I tried setting it aside and writing a story or two. The two stories I wrote came quite easily, a little too easily. I couldn’t move back to the novel, not after the two stories came so quickly. They seemed to write themselves.

I tried going back to the first few chapters (which I think are quite good) and see what I was doing differently. This only frustrated me. These chapters had come quickly as well. What the hell was so different?

I was lucky to receive an acceptance last week (details to follow), thus switching up my routine. I spent the week doing more writing business than writing. I took some time off but not a vacation.

I thought long and hard about my characters and wondered why they were being so boring.

I revisited character charts I had drawn up over a year ago. There was plenty I had forgotten. For a reason unbeknown to me, I experienced a strange influx of memories that had long been lost. They came like a flood.
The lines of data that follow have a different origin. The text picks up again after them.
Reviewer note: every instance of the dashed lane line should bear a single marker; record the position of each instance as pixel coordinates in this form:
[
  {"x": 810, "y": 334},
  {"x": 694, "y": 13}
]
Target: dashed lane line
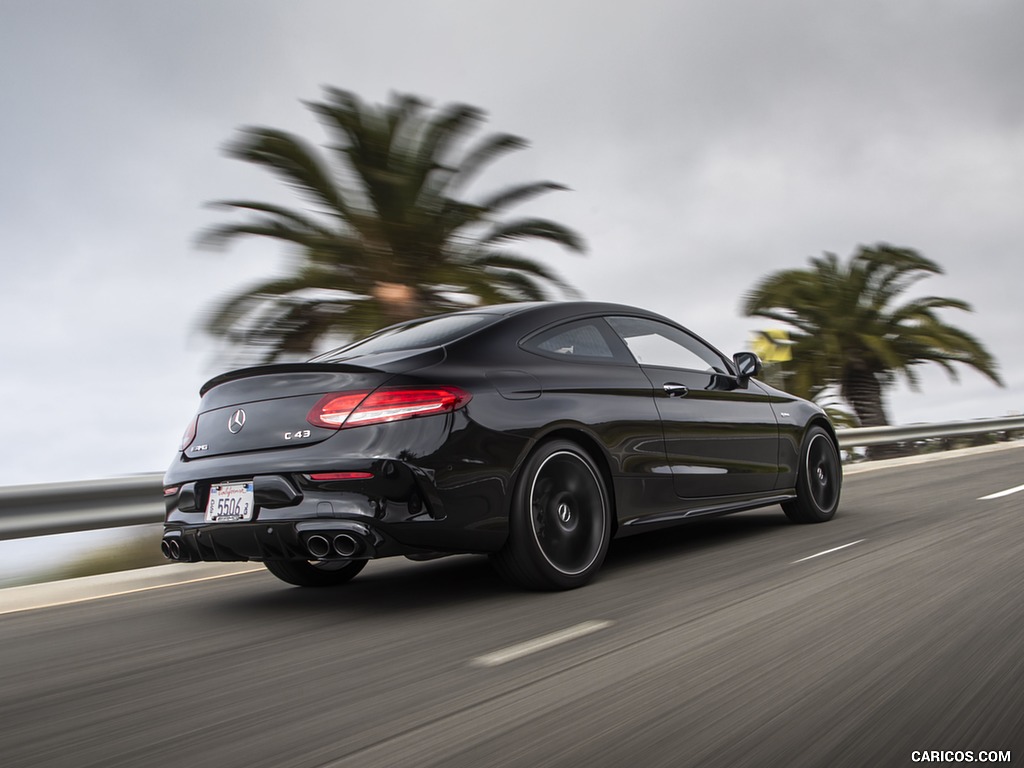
[
  {"x": 540, "y": 643},
  {"x": 1000, "y": 494},
  {"x": 827, "y": 551}
]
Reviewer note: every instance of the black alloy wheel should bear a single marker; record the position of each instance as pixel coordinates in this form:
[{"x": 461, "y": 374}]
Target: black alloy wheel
[
  {"x": 820, "y": 479},
  {"x": 560, "y": 520},
  {"x": 315, "y": 572}
]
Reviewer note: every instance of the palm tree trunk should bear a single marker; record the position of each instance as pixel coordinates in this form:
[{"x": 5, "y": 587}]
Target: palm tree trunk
[{"x": 863, "y": 391}]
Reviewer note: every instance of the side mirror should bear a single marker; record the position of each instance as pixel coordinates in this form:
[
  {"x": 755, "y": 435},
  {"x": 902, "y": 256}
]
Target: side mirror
[{"x": 749, "y": 366}]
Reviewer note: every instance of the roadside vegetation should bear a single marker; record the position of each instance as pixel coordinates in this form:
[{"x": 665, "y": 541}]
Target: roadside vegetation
[
  {"x": 386, "y": 233},
  {"x": 853, "y": 334}
]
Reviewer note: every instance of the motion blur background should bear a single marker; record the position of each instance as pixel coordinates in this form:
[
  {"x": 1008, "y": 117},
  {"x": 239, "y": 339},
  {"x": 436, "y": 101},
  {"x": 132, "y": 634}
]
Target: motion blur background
[{"x": 706, "y": 144}]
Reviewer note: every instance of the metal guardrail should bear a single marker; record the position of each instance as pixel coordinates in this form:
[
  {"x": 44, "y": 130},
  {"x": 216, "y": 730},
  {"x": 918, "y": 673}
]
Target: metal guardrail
[
  {"x": 92, "y": 505},
  {"x": 866, "y": 436}
]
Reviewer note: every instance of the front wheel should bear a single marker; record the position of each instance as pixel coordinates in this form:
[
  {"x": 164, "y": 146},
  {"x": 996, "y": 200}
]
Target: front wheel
[
  {"x": 560, "y": 520},
  {"x": 315, "y": 572},
  {"x": 819, "y": 479}
]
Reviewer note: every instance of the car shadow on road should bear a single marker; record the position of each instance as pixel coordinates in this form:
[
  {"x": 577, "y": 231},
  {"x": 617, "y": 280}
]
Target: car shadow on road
[{"x": 397, "y": 585}]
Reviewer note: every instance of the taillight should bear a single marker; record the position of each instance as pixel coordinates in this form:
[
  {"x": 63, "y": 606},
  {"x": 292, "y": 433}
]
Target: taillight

We all have those memories that are lost until something triggers their return. The way someone coughs reminds me of a high school friend’s mother who would go to her room to smoke pot every fifteen minutes while we sat in the living room. A teenager giving a friend a piggyback ride reminds me of a fight my sister and I once had.

I leave a coffee shop and see two men embrace, and for some reason, I am reminded of a moment from years earlier. My girlfriend and I are sitting outside of the New York Public Library which is closed. We are sitting to the side of the lion statues at one of the tables that have the squares so you can play chess or checkers without bringing a board from home. Two men and a woman are sitting behind us. Revolutionaries in another era. They light up a joint. It is two in the afternoon. About thirty minutes later, we can hear them cutting up lines of cocaine. I remember wondering if they were cool or old and sad. I am still undecided.

Characters have these forgotten moments as well. They only remember these times when something triggers their memory. The problem I was having with my novel was that I had forgotten all of this. I was trying to create my characters’ present, and I had forgotten to consider their past. Revisiting those old character maps reminded me who these people were and what they had gone through.

I sat down to rewrite some of the novel yesterday, and the words had returned to me. It was like old days, my novel and I working together. It turns out that in order to reignite an old flame, I had to remember what had ignited the relationship in the first place.